Undercover affiche

La première saison de la série belge (du côté flamand, cette fois) "Undercover" commence particulièrement bien, avec un juste mélange d'action et de dérision qui peut rappeler, au-delà du thème comparable sur la fabrication de drogues synthétiques, la formule magique de "Breaking Bad". Nico Moolenar nous raconte comment un (faux) couple de flics vont – difficilement - infiltrer la sphère intime d’un gros producteur belge d’ecstasy (un personnage de fiction inspiré d’un trafiquant réel, Janus Van W.) et essayer de montrer un piège pour le faire tomber.

Ce qui est « très belge » dans "Undercover", ou tout au moins ce qui correspond aux standards habituels du cinéma belge, c’est de nous dépeindre un univers très ringard, où Ferry Bouman, le « parrain » dont on planifie la chute ferait passer Tony Soprano pour un esthète et un parangon de raffinement : on peut renâcler d’abord devant l’accumulation de détails « beaufs », qui semble forcer des accents plus comiques au sein d’une série qui dépeint quand même nombre de meurtres de sang froid et de comportements abjects, mais on se laisse rapidement convaincre par la complexité des personnages, qui nous deviennent tous chers au fil des épisodes.

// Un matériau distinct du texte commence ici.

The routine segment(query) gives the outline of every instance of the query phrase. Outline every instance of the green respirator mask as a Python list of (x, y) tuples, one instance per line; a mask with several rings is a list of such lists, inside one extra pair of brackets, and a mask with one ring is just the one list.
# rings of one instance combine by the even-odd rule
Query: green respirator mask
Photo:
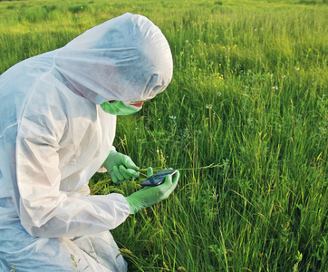
[(101, 107), (105, 112), (113, 115), (129, 115), (139, 112), (142, 108), (129, 105), (122, 102), (121, 101), (115, 101), (111, 103), (110, 103), (109, 102), (105, 102), (101, 104)]

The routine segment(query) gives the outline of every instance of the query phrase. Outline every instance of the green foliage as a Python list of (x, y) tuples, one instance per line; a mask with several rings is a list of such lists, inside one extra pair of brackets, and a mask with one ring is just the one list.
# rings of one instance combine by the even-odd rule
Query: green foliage
[[(118, 118), (115, 145), (140, 168), (185, 170), (167, 201), (112, 231), (130, 270), (323, 272), (323, 4), (3, 2), (0, 73), (125, 12), (148, 16), (171, 45), (174, 77), (140, 112)], [(212, 163), (219, 167), (201, 168)], [(129, 195), (139, 182), (115, 186), (97, 174), (90, 185), (94, 193)]]

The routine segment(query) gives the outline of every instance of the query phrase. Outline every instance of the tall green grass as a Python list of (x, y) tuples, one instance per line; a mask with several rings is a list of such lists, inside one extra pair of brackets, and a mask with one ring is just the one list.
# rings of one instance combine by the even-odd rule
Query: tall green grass
[(1, 2), (0, 72), (125, 12), (161, 28), (175, 66), (119, 117), (115, 145), (141, 169), (181, 170), (168, 200), (112, 231), (130, 271), (327, 271), (324, 1)]

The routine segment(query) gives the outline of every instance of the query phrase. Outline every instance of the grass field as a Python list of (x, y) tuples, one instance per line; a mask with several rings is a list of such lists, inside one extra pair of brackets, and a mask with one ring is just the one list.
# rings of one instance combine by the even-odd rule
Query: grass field
[[(129, 271), (328, 271), (325, 1), (3, 1), (0, 73), (125, 12), (161, 28), (175, 66), (118, 119), (115, 145), (181, 172), (112, 231)], [(101, 194), (138, 184), (91, 180)]]

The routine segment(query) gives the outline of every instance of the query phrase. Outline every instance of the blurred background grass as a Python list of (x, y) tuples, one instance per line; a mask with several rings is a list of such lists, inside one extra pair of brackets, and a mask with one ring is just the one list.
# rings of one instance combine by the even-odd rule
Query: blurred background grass
[(327, 271), (324, 2), (0, 2), (0, 73), (125, 12), (169, 40), (170, 85), (119, 117), (115, 145), (141, 169), (187, 170), (167, 201), (112, 230), (130, 271)]

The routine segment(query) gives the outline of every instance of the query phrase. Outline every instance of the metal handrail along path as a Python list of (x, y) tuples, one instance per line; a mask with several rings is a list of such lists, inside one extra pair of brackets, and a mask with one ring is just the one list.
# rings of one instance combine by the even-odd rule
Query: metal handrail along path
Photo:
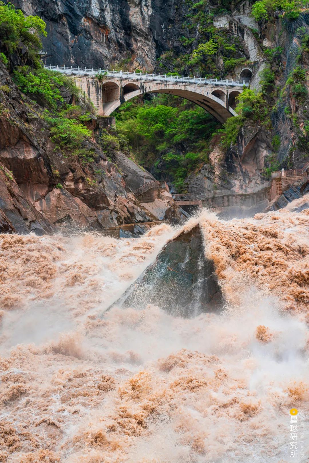
[(264, 190), (265, 188), (269, 188), (271, 186), (271, 182), (267, 181), (261, 185), (253, 187), (252, 188), (247, 188), (238, 191), (236, 191), (235, 188), (226, 190), (214, 190), (213, 191), (208, 191), (205, 193), (187, 193), (184, 194), (174, 194), (173, 199), (174, 201), (201, 201), (208, 198), (224, 196), (226, 195), (251, 194), (252, 193), (258, 193), (258, 191)]

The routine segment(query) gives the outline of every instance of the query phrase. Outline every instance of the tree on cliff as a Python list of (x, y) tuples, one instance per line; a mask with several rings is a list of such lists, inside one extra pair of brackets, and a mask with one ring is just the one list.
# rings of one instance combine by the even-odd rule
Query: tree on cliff
[(6, 55), (14, 52), (19, 54), (22, 50), (26, 59), (35, 62), (42, 48), (41, 36), (47, 35), (45, 27), (38, 16), (25, 17), (13, 5), (0, 1), (0, 51)]

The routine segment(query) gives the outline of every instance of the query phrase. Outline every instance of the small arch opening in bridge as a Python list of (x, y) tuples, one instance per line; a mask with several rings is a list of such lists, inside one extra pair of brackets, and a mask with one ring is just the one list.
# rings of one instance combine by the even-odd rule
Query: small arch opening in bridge
[(225, 101), (225, 94), (221, 90), (215, 90), (211, 94), (214, 96), (219, 98), (221, 101)]
[(123, 94), (126, 95), (127, 94), (135, 92), (137, 90), (139, 90), (139, 87), (136, 84), (126, 84), (123, 88)]
[(239, 75), (239, 80), (240, 82), (242, 82), (244, 81), (245, 83), (247, 84), (250, 81), (252, 77), (252, 71), (251, 69), (246, 68), (245, 69), (243, 69), (242, 71)]
[(120, 88), (114, 82), (106, 82), (102, 86), (103, 103), (114, 101), (120, 98)]
[(240, 92), (238, 92), (236, 90), (233, 90), (228, 95), (228, 102), (230, 106), (230, 107), (232, 108), (232, 109), (235, 109), (236, 106), (237, 106), (237, 103), (238, 101), (236, 100), (237, 97), (240, 94)]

Impossible de ne pas s’attacher à Bouman en particulier, formidablement campé par l’acteur hollandais Frank Lammers : entre le criminel implacable, à l’intelligence aigüe, et l’homme ordinaire, facilement vulgaire, amateur de bière, de barbecues et très amoureux de sa femme, Lammers trace un portrait attachant d’un personnage ambigu, à la fois terrifiant et dérisoire. Impossible aussi, soyons sincères, de ne pas craquer devant l’incroyable Anna Drijver, à la beauté et à la présence physique exceptionnelles, qui nous fait presque dire qu’on aurait suivi la série jusqu’au bout, même si elle n’avait pas été bonne, pour le simple plaisir de la regarder ! Si le personnage principal, celui du flic infiltré, bien tenu par Tom Waes, est plus banal, c’est sans doute aussi la banalité de ses problèmes personnels (son couple qui part à vaux l’eau, ses enfants qui ne veulent plus le voir) et professionnels (une hiérarchie qui va hésiter régulièrement à le suivre, tant certaines de ses décisions sont discutables…) qui font que l’identification fonctionne à plein régime.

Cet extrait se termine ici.